Keeping track of time changed drastically in the early 15 th century. That was when the mainspring was invented which allowed for the creation of portable timepieces. The pocket watch as we know it developed as a result of fashion. When Charles II of England first introduced waistcoats in 1675, watches soon were designed to fit in a pocket. Prior to this the portable watches of the day often fell victim to the elements. Being able to discreetly stash a watch into a pocket to keep it protected and attached to a tiny chain to a belt or other piece of clothing turned pocket watches into the ‘must have’ fashion accessory of the late 1600’s and early 1700’s.
It wasn’t until about 1610 when glass was used to protect the faces of the early portable timepieces that evolved into pocket watches. Their design also changed into the rounded shape we are familiar with today. Prior to the pocket watch design, these handheld watches were heavy on function rather than looks with sharp edges, and were prone to damage. Watch fobs showed up being named from the German word fuppe which translates to mean “a small watch.” Many fob designs, popular as women’s watches, came with a tiny flap that covered and protected the watch face. The fob design is still popular with nurse’s watches in particular adopting this style.
It turns out that the increase in railroading in the latter half of the 1800’s more or less shot the pocket watch trend into high gear. It was following a horrific train wreck in 1891 that led to the establishment of the General Railroad Timepiece Standards which was adopted in 1893. This document outlined the guidelines that were expected for train engineers to use when selecting a pocket watch to use as a railroad chronometer. Pocket watches are still in use today and are considered a piece of history as well as a precision timepiece. Some styles are highly collectible and as a result, can be valuable.
There are four main types of pocket watches. They include:
Open-Face Pocket Watches
This style of pocket watch is also known as a Lepine. The case of an open-face pocket watch comes without a metal cover to protect the crystal. They typically have the pendant located at the 12 O’clock position with a sub-second dial at 6 O’clock. There are also watch movements with the winding stem at 3:00 and a sub-second dial at 6:00 that are meant for use in a hunting case with an open-face design. These are known by the term ‘sidewinder.’ These kinds of watch movements can be changed out with a conversion dial which moves the winding stem to 12:00 and sub-second dial to 3:00. It is interesting to note that watches approved for railroad service after 1908 were to be open-faced with a 12:00 winding stem.

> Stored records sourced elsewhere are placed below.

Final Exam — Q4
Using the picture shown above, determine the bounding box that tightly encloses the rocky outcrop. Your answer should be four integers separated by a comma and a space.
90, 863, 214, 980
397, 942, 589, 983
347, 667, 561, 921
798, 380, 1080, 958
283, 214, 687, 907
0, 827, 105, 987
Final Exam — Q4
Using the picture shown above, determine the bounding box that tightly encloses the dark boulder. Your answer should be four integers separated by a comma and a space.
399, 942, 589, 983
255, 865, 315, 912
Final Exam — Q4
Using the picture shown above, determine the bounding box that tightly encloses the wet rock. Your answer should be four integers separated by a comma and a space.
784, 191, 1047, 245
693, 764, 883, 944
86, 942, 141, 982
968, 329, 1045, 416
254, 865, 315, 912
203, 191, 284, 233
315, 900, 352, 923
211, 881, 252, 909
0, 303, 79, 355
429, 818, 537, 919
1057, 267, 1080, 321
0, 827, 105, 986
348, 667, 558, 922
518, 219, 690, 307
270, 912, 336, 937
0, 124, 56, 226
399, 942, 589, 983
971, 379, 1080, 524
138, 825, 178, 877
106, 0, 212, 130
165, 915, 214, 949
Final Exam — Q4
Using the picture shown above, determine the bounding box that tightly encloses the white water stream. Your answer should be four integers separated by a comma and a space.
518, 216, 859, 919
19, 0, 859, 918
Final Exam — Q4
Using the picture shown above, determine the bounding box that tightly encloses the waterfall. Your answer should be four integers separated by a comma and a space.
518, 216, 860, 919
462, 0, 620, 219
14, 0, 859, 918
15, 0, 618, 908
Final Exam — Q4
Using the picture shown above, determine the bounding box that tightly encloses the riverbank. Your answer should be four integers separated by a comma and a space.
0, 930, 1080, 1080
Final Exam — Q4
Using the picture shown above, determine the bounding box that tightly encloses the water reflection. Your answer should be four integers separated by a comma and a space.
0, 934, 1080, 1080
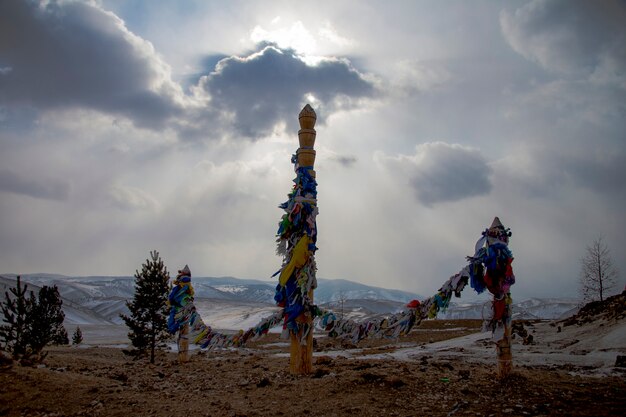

Hunter-Case Pocket Watches
This kind of pocket watch features an interesting design meant to provide protection of the watch. A hunter-case is a pocket watch with a spring-hinged metal lid or cover that is the same shape as the watch. It closes over the crystal – many snap into place – providing the entire face of the watch with protection from damage that may result from dust or debris. It is meant to make reading time easy with one hand and was named in England. The common use at the time was by fox hunters who could see what time it was without letting go of the reins of their horse.
It is interesting to note that the French refer to the hunter-case pocket watch as a savonnette. The French word for soap is savon and the watch received this name simply because of how it resembled a round bar of soap when the cover is down. Early hunter-case pocket watches have the lid hinges located at 9:00 with the stem, crown and bow at 3:00. Contemporary styles have the lid hinged at 6:00 and stem, crown and bow at 12:00. The sub-second dial is always located at 6:00.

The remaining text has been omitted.